Better hybrids, higher plant populations and increasing yields are bringing a new challenge to many farmers: How do I handle all this trash, er…residue?

“No more trash talk,” smiles Fred Below, Ph.D., crop physiologist at the University of Illinois. ”Farmers need to respect the nutrient value of residue.” Below has calculated that 200 bushel/A. corn will produce 4.5 tons/A. of residue holding more than 200 pounds of NPK nutritional value per acre. “There’s just too much potential benefit to not take residue management seriously.”

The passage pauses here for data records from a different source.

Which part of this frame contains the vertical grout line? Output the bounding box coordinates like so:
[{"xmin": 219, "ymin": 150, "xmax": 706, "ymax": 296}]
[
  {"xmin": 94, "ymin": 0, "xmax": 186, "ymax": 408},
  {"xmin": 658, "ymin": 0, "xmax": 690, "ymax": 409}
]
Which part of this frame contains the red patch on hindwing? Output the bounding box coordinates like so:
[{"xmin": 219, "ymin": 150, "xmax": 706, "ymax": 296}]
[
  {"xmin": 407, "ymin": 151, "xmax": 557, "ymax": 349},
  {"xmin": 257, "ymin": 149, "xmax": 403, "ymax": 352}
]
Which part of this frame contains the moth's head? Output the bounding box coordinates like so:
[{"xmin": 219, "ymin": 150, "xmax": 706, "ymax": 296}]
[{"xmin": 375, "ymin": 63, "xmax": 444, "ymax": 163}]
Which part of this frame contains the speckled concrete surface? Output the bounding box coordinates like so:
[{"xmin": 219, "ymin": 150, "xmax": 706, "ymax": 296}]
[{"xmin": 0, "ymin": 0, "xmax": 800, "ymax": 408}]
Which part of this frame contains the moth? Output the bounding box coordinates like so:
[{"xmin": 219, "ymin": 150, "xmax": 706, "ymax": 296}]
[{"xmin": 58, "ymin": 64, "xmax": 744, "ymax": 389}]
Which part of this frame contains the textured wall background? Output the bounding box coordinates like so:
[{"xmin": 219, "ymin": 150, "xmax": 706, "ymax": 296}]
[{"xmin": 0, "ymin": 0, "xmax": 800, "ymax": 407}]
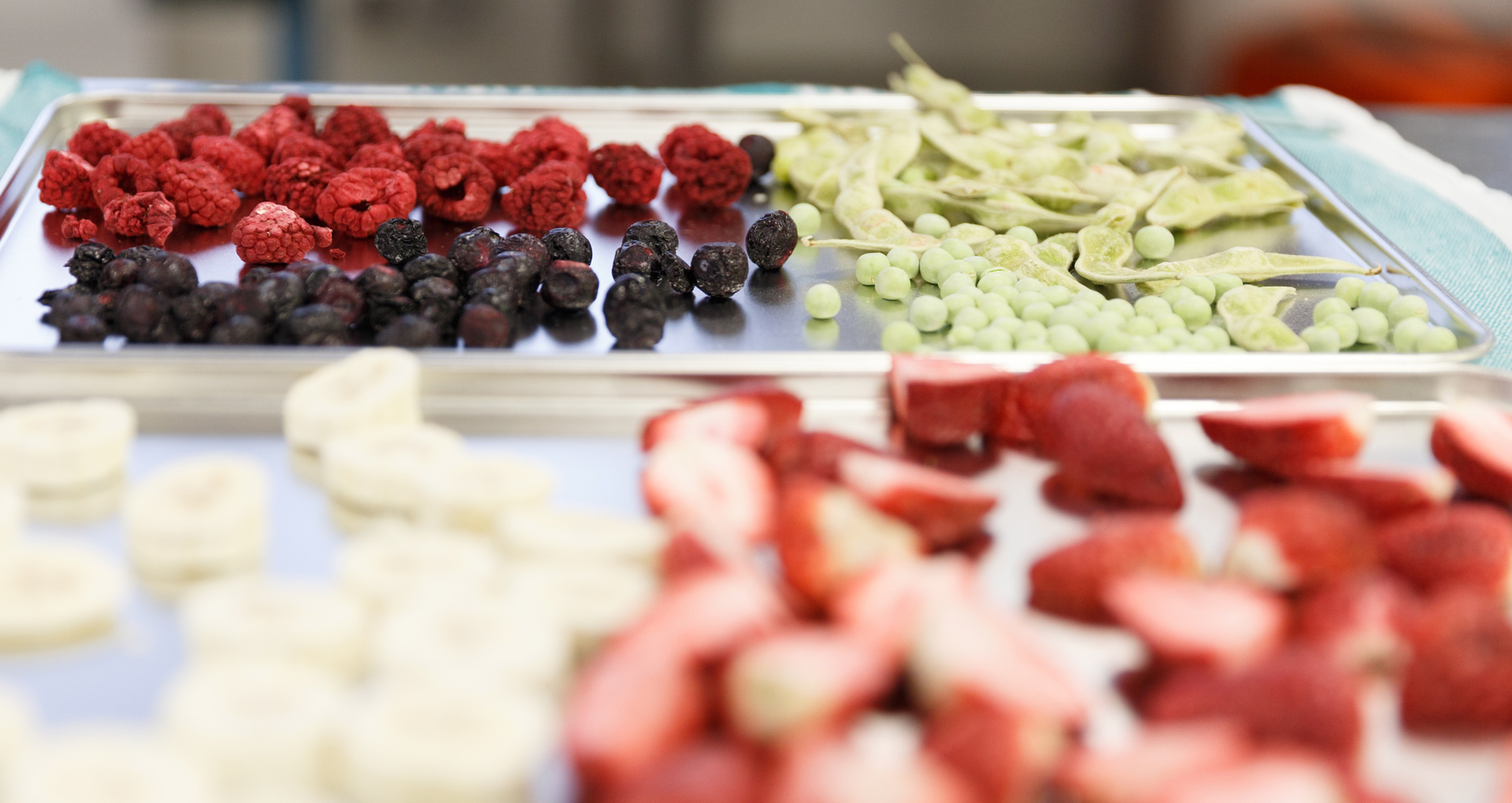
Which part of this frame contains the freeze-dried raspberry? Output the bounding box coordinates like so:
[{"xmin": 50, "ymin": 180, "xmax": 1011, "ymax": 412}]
[
  {"xmin": 36, "ymin": 151, "xmax": 95, "ymax": 209},
  {"xmin": 263, "ymin": 157, "xmax": 335, "ymax": 218},
  {"xmin": 321, "ymin": 105, "xmax": 399, "ymax": 162},
  {"xmin": 158, "ymin": 159, "xmax": 242, "ymax": 227},
  {"xmin": 404, "ymin": 133, "xmax": 467, "ymax": 169},
  {"xmin": 661, "ymin": 125, "xmax": 751, "ymax": 205},
  {"xmin": 89, "ymin": 153, "xmax": 158, "ymax": 209},
  {"xmin": 588, "ymin": 142, "xmax": 662, "ymax": 205},
  {"xmin": 154, "ymin": 103, "xmax": 232, "ymax": 159},
  {"xmin": 314, "ymin": 168, "xmax": 417, "ymax": 238},
  {"xmin": 104, "ymin": 192, "xmax": 177, "ymax": 248},
  {"xmin": 414, "ymin": 153, "xmax": 499, "ymax": 222},
  {"xmin": 499, "ymin": 162, "xmax": 588, "ymax": 231},
  {"xmin": 191, "ymin": 136, "xmax": 268, "ymax": 195},
  {"xmin": 68, "ymin": 120, "xmax": 132, "ymax": 165},
  {"xmin": 232, "ymin": 201, "xmax": 331, "ymax": 265},
  {"xmin": 62, "ymin": 215, "xmax": 98, "ymax": 240},
  {"xmin": 346, "ymin": 139, "xmax": 421, "ymax": 182},
  {"xmin": 115, "ymin": 130, "xmax": 179, "ymax": 169}
]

Brian Herbek, W&J Farms of DeWeese, Neb., is a grain farmer who is taking that more serious approach. Herbek is strip-tiller, using the Soil Warrior from Environmental Tillage Systems (ETS). This past season, he applied a biological to his residue for the first time: EXCAVATOR™ from Meristem Crop Performance. He says he learned about EXCAVATOR™ through the ETS team and Ty Fickenscher of Upward Ag in nearby Axtell, Neb.

“Dry weather kept us from putting our pre-emerge herbicide down when we wanted,” he says, “that’s why we were late with our EXCAVATOR application.” Herbek says they got the EXCAVATOR on right at planting – “when we did get a little rain to get the crop in the ground,” he remembers. In the very early season he didn’t see much difference, “but then later in the season – like August – there was a noticeable difference in color. The treated acres were all gray – it was clear there was more biological activity going on.” After his spring-applied application, Herbek pulled samples at the 30- and 60-day mark to examine EXCAVATOR effect and inform more precise nutrient management.

“Everything we pulled from the treated area was substantially higher in P and K,” Herbek says. What impressed him most was the phosphorus level (P): “P levels were almost three times what they were in the control,” he says. Other results were good, too: Control, 418 PPM of K, compared with 594PPM in the treated. Calcium was higher. Zinc was higher.

“What it comes down to is it paid for the product with the extra bushels and the nutrients,” he says. “That was despite the weather impact. I’m looking forward to another year – I’m going to use it on my wheat stubble next year, too.”